Y una rima:  casa, casita, rancho, palacio. Como fuera, tendría un marido adentro. No seré feliz pero tengo marido, ironizaría Viviana Gomez Thorpe, décadas después y sería un éxito.

Había un juego en los recreos del patio de la escuela: la solterona. Las chicas nos parábamos una al lado de la otra contra la pared, expectantes. Los chicos hacían una fila india y uno por uno, se adelantaban hasta la pareja elegida, cabeceando a manera de invitación. Ninguna se daba el lujo de no aceptar, le gustara el candidato o no, porque lo peor de lo peor era quedarse sola. Las parejas formadas se iban acomodando tomadas de las manos, brazos en alto haciendo un puentecito (como el de Martín Pescador) y una vez que quedaban las solas (las mujeres éramos más, ese mito de un hombre por cada siete mujeres, con menor diferencia, se cumplía) tenían que soportar el castigo: les tocaba pasar corriendo por debajo del puente de parejitas felices mientras recibían su merecido: coscorrones variopintos al grito de solterona.

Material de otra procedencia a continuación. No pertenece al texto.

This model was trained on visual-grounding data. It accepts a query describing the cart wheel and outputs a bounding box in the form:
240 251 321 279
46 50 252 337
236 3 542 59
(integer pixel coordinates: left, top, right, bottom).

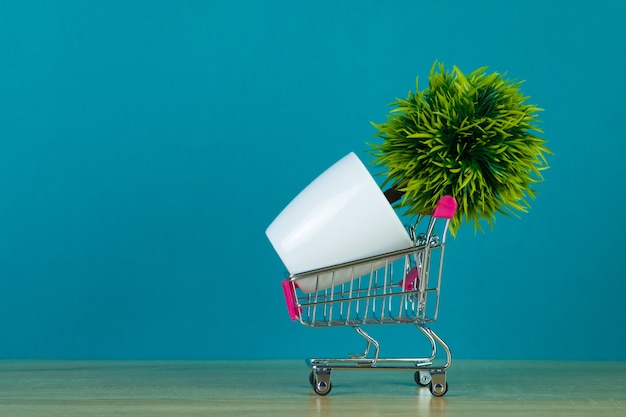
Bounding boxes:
429 382 448 397
414 371 432 387
313 382 333 395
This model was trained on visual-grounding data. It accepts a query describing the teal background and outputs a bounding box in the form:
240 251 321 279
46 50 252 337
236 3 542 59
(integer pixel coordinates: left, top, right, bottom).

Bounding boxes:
0 0 626 360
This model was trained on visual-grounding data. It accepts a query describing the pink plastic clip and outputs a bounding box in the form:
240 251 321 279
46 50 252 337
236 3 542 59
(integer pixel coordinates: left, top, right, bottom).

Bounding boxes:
398 267 420 291
433 195 457 219
282 279 301 320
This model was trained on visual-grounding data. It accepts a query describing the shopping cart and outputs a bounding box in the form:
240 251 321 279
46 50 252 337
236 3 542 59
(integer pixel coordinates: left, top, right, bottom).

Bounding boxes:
283 196 457 397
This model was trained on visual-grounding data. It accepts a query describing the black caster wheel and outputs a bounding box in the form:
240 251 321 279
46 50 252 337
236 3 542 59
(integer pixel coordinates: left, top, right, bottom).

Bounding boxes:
313 382 333 396
414 371 432 387
429 382 448 397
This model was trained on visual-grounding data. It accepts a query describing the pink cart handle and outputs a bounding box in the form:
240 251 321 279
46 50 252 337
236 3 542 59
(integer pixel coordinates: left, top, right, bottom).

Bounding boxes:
433 195 457 219
282 279 300 320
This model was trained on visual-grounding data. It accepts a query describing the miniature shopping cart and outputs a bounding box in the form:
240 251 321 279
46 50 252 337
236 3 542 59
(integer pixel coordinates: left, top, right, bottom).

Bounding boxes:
283 196 457 397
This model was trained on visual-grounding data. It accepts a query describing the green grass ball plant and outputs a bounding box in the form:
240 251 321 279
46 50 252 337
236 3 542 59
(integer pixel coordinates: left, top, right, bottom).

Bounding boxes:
369 62 552 234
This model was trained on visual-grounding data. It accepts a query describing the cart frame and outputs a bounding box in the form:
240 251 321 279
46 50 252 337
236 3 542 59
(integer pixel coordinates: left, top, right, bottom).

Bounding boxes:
283 196 457 397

Adolescimos en esa mezcla, más libertades que nuestras madres (sólo la iglesia seguía insistiendo en salvaguardar la “virginidad” hasta los “votos” del matrimonio) pero todavía cierta condena social reforzada con advertencias de tus pares: si tenés muchos novios “te quemás” o te van a decir que “sos fácil” o peor, los motes desagradables que ponían los chicos, jocosos: a esa le dicen “vasito de agua”, porque no se le niega a nadie.

Pero con miedos también, las historias de las chicas “que no se habían dejado” y las habían bajado del auto desnudas en las afueras del pueblo. Y a quedar embarazada. Y al aborto. Los abortos, por más deleznables y rechazados, eran el recurso que a veces imponían los mismos padres antes que enfrentar las miradas de la sociedad; y por más secretos que trataran de mantenerse, se cuchicheaban todo el tiempo.

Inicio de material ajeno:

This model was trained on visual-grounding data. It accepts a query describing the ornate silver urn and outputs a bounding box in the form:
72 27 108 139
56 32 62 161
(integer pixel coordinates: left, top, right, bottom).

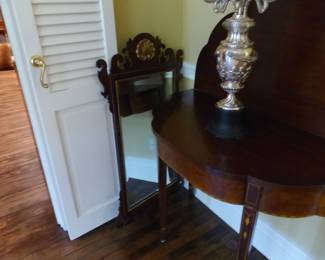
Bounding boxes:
204 0 275 111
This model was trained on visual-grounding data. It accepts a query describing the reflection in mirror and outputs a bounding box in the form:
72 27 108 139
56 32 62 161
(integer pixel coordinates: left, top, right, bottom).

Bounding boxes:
116 73 176 209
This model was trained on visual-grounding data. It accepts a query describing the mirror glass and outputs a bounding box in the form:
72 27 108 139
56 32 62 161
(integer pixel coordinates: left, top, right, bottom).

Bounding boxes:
116 73 175 209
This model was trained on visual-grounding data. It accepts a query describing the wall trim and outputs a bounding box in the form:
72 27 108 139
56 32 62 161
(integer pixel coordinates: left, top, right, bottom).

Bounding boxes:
192 190 313 260
182 62 196 80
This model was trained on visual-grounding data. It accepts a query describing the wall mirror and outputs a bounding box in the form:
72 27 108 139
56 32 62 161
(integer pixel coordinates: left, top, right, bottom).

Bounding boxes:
97 33 183 222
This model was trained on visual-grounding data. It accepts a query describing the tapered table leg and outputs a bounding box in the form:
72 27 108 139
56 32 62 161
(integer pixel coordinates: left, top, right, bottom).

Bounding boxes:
237 207 258 260
237 182 263 260
158 158 167 243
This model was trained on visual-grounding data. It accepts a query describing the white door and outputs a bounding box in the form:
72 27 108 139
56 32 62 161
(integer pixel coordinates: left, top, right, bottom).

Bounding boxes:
0 0 118 239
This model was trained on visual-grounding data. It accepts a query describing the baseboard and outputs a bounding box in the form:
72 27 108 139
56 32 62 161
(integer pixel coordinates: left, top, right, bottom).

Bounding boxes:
182 62 196 80
125 156 158 182
192 190 313 260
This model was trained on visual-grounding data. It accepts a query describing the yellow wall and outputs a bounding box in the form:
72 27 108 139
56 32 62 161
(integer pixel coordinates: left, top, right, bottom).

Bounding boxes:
114 0 183 49
114 0 228 64
182 0 230 64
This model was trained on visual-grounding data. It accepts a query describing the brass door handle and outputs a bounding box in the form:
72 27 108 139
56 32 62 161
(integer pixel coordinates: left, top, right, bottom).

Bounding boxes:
30 55 49 88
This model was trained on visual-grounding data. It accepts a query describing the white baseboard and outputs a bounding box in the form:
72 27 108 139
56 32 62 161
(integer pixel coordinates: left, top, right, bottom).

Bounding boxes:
125 156 158 182
182 62 196 80
192 190 313 260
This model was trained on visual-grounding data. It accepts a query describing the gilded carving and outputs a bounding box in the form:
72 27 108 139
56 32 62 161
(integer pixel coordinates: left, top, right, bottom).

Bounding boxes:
136 39 156 61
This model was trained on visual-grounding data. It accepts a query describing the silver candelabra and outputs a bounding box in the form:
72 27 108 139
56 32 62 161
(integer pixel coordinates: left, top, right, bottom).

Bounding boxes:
204 0 275 111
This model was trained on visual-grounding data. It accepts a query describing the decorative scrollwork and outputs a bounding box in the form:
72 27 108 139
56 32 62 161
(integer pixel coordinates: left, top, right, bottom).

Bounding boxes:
110 33 178 73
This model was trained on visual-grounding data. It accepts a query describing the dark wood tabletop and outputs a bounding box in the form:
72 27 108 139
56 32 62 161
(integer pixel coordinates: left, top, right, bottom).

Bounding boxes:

Y siempre hablando de ser hétero (no se decía la heteronorma, todavía); ni pensar en los padecimientos que tenían los que se “desviaban” del camino.

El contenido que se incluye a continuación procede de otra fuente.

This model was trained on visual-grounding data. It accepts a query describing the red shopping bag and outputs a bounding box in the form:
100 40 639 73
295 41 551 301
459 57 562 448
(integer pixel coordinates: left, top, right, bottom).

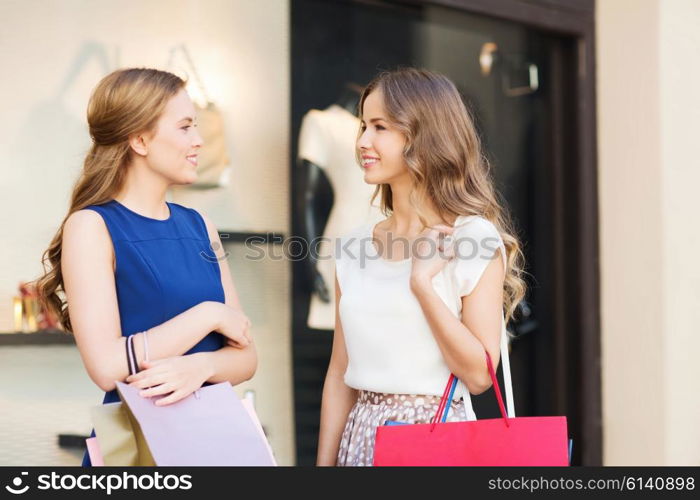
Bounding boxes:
374 353 569 466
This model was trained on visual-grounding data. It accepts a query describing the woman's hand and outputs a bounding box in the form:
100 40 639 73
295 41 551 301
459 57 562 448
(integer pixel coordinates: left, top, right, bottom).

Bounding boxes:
126 353 212 406
411 224 454 290
215 302 253 348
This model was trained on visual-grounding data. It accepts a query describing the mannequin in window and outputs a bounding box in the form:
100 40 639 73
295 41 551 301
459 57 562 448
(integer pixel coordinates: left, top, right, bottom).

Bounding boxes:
297 83 381 330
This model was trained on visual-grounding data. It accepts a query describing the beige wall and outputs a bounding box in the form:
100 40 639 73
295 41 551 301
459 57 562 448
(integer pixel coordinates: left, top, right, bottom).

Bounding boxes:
0 0 294 464
596 0 700 465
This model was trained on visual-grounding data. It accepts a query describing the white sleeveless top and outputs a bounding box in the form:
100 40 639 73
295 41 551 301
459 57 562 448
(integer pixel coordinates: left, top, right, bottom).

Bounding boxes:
335 215 514 420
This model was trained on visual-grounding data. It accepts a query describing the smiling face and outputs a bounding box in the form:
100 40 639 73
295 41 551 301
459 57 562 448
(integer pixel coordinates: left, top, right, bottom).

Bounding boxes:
132 89 203 184
357 89 410 184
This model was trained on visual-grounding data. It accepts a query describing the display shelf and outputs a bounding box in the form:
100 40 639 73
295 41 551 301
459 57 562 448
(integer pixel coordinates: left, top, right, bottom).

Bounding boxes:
219 231 284 245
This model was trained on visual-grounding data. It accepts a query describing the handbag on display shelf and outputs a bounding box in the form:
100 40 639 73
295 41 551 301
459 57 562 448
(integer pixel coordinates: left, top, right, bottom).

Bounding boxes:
374 322 570 466
167 44 230 189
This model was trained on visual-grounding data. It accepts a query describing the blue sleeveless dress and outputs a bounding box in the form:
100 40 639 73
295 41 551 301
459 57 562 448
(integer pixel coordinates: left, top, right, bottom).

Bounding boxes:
83 200 226 466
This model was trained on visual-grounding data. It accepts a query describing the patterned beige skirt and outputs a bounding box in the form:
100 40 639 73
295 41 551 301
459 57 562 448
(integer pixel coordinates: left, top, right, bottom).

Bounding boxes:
337 391 467 467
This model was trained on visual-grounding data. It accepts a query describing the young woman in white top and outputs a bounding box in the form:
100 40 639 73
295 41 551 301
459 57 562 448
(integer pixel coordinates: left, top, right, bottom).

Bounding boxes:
317 68 525 466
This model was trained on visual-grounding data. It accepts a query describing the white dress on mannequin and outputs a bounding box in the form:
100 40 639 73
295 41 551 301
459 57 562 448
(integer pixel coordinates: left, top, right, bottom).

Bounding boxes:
299 104 382 330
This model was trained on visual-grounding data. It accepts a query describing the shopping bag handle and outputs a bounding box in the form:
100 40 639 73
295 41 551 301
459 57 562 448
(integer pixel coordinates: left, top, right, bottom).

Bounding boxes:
430 350 510 432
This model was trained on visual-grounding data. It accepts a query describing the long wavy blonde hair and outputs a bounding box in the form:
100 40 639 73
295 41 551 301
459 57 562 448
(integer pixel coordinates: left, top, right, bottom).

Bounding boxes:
359 68 526 322
35 68 186 331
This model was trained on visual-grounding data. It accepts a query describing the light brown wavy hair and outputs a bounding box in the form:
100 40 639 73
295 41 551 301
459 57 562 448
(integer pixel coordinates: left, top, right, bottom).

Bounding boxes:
35 68 186 331
357 68 526 322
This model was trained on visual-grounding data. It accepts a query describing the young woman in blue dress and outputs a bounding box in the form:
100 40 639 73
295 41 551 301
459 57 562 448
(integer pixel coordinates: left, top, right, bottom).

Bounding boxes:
37 68 257 465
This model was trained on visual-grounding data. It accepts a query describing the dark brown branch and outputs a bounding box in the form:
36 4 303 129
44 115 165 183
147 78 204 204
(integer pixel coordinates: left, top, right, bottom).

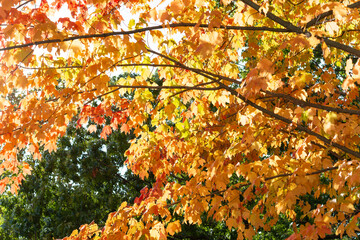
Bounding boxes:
320 38 360 57
16 0 34 9
110 85 221 91
0 23 291 51
241 0 305 34
265 167 338 181
305 1 360 28
47 59 360 115
264 91 360 115
241 0 360 57
148 49 360 158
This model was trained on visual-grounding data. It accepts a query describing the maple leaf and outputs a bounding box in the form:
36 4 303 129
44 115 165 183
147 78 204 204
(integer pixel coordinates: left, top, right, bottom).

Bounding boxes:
100 126 112 140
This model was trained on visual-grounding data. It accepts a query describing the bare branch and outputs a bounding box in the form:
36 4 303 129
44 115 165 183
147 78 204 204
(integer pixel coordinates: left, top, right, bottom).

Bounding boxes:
305 1 360 28
0 23 291 51
148 50 360 158
241 0 360 57
263 91 360 115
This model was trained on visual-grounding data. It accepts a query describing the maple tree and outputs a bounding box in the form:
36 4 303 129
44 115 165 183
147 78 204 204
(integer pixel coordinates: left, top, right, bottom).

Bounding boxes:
0 0 360 239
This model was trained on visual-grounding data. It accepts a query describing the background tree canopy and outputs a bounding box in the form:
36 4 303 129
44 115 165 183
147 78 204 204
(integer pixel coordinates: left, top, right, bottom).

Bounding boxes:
0 0 360 240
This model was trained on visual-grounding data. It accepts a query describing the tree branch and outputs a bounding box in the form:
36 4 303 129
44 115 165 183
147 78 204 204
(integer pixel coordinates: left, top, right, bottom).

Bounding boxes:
263 91 360 115
305 1 360 28
241 0 360 57
148 49 360 158
0 23 292 51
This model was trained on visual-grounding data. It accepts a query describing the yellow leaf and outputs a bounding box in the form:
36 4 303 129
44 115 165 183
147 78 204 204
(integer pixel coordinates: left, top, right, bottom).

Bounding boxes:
166 220 181 235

En inglés una rima: Tinker, tailor, soldier, sailor, rich man, poor man, beggar man, thief (hojalatero, sastre, soldado, marinero, rico, pobre, mendigo, ladrón), un juego para saber qué serían los hijos cuando crecieran.

Elegir no tenerlos no era una opción. Las siglas que llegaron de Europa después –DINK: double income no kids, doble ingreso sin hijos –, sorprendieron, pero en este caso se trataba de privilegiar los ingresos, y no la opción no per se, esa se escucharía mucho después. Las más osadas, por estos pagos, empezaban a animarse a tenerlos solas (solas cómo es otro tema, solas).

Y los hijos para cuándo, ya estás en edad de merecer, se te pasa el cuarto de hora y todas esas sentencias que aseguraban que todo se repita y reproduzca (en sus dos acepciones) se fueron diluyendo.

Llega octubre a esta parte del hemisferio y el día de la madre es para la mayoría, un festejo (comercial) más, una excusa para juntarse y/o regalarse, sin tantas vueltas. La presión es menor. Y en las escuelas, para evitarse los enredos de las nuevas familias, blanqueadas ley de matrimonio igualitario mediante, evitan mandar regalitos y los collares de fideos (por suerte) quedaron en el olvido (como el bocadito Holanda, decía Juan Pablo Geretto en un unipersonal).

Las pibas la pelearon y la tienen más fácil, en buena hora. Pero ojo, hay que cuidar esos derechos.

El cuento de la criada de Margaret Atwood se lee en clave de distopia, lejano pero ahí nomás, ¿imposible? No queremos ni pensarlo. June, la protagonista, se acuerda: “Cómo era la rima? La que cantábamos saltando la soga. Latero, sastre, soldado, marinero, rico, pobre, mendigo, ladrón. La lista es más corta ahora, especialmente si es una niña: martha, jezebel, criada, esposa”.


María Gabriela Polinori, profesora de inglés y lic. en lengua inglesa. Autora de Relatos en tetas. Correctora en Bardo editorial independiente y revista Ají.